The scapegoats in Oz are the animals. All animals can talk and hold down regular jobs such as teaching. One by one, species by species, the animals are silenced and in some cases caged. They are dismissed from their jobs and lose all ‘human’ rights. As people’s minds are poisoned against them, there are few to stand up for them and those that do are seen as subversive. That the scapegoats of choice are so readily turned from upstanding citizens into public enemy number one is reminiscent of 17th century witch hunts, 1930’s and 40’s Nazi Germany, the US’s Reds under the Beds anti-communist frenzy of the 1950s and the present day scaremongering and paranoia about ‘illegal immigrants’ and ‘bogus asylum seekers’ as propagated by the likes of the Daily Mail.

Despite the ill-treatment and disdain, Alphaba is good. Good and righteous she is one of the few to stand up for the animals. When she first arrives at the school she looses her cool and demonstrates her ability at magic. The headmistress, impressed by this ability, takes her under her wing and gives her special lessons in sorcery. Alphaba works hard at these lessons as she wants to attain a standard high enough to warrant an invitation to meet with the Wizard himself. Finally she is able to realise her dream of meeting the Wizard and we find out that her reason for wanting this so badly is because she wants to ask him to do something for the animals. To her dismay, she discovers that the Wizard is not all he seems and his power is due more to clever PR than any real talent for magic. To consolidate his position it is he who is behind the scapegoating of the animals.

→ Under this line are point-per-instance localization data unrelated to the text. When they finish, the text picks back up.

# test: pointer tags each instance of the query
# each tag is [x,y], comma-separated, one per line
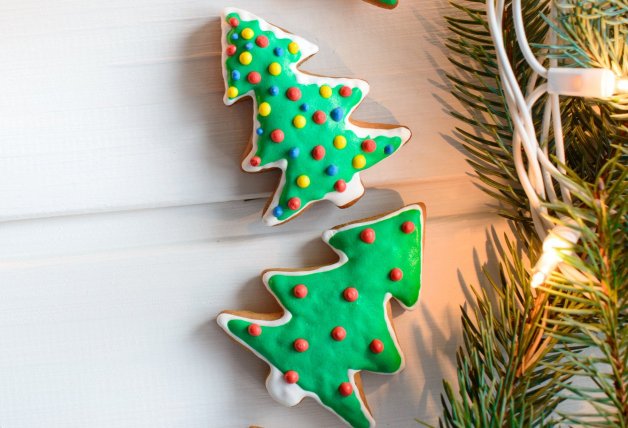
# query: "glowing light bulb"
[559,242]
[621,86]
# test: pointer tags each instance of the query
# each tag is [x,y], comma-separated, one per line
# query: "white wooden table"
[126,224]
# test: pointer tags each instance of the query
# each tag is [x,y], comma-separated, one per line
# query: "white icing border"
[292,394]
[355,188]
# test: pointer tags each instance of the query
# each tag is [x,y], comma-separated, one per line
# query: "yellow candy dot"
[246,58]
[293,47]
[247,34]
[274,69]
[264,109]
[303,181]
[340,142]
[299,121]
[325,91]
[232,92]
[359,161]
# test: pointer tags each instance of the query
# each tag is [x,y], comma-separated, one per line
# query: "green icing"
[283,111]
[325,365]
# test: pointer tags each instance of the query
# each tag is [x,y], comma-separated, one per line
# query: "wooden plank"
[69,235]
[117,106]
[125,336]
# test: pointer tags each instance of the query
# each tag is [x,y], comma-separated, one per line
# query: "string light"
[536,171]
[558,244]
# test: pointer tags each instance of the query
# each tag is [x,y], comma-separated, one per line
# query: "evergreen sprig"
[527,352]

Alphaba ends up on the run with her name blackened. She continues to fight for justice in Oz, but the Wizard’s media savvy PR is far more powerful and effective than her magic. 

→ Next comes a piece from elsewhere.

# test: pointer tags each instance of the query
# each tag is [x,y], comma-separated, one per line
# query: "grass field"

Other characters from The Wizard of Oz, such as the Tin Man and the Scarecrow are woven into the story and we find out their backstories too. Glinda, the Good Witch, starts out as a spoilt and self-centred airhead whose only interests in life are her looks and getting her own way. For her and Alphaba it is a case of loathe at first sight. Thrown together as roommates they come first to tolerate each other and then to become friends. Through her friendship with Alphaba, Glinda becomes the good person she later becomes renowned for being. 

I really enjoyed the exploration of so many different issues reflective of contemporary life (there are more than I’ve touched on here), and also enjoyed the way the story was so cleverly linked to the original to become a ‘believable’ prequel. I can now understand why it is so popular and why so many people rave about it.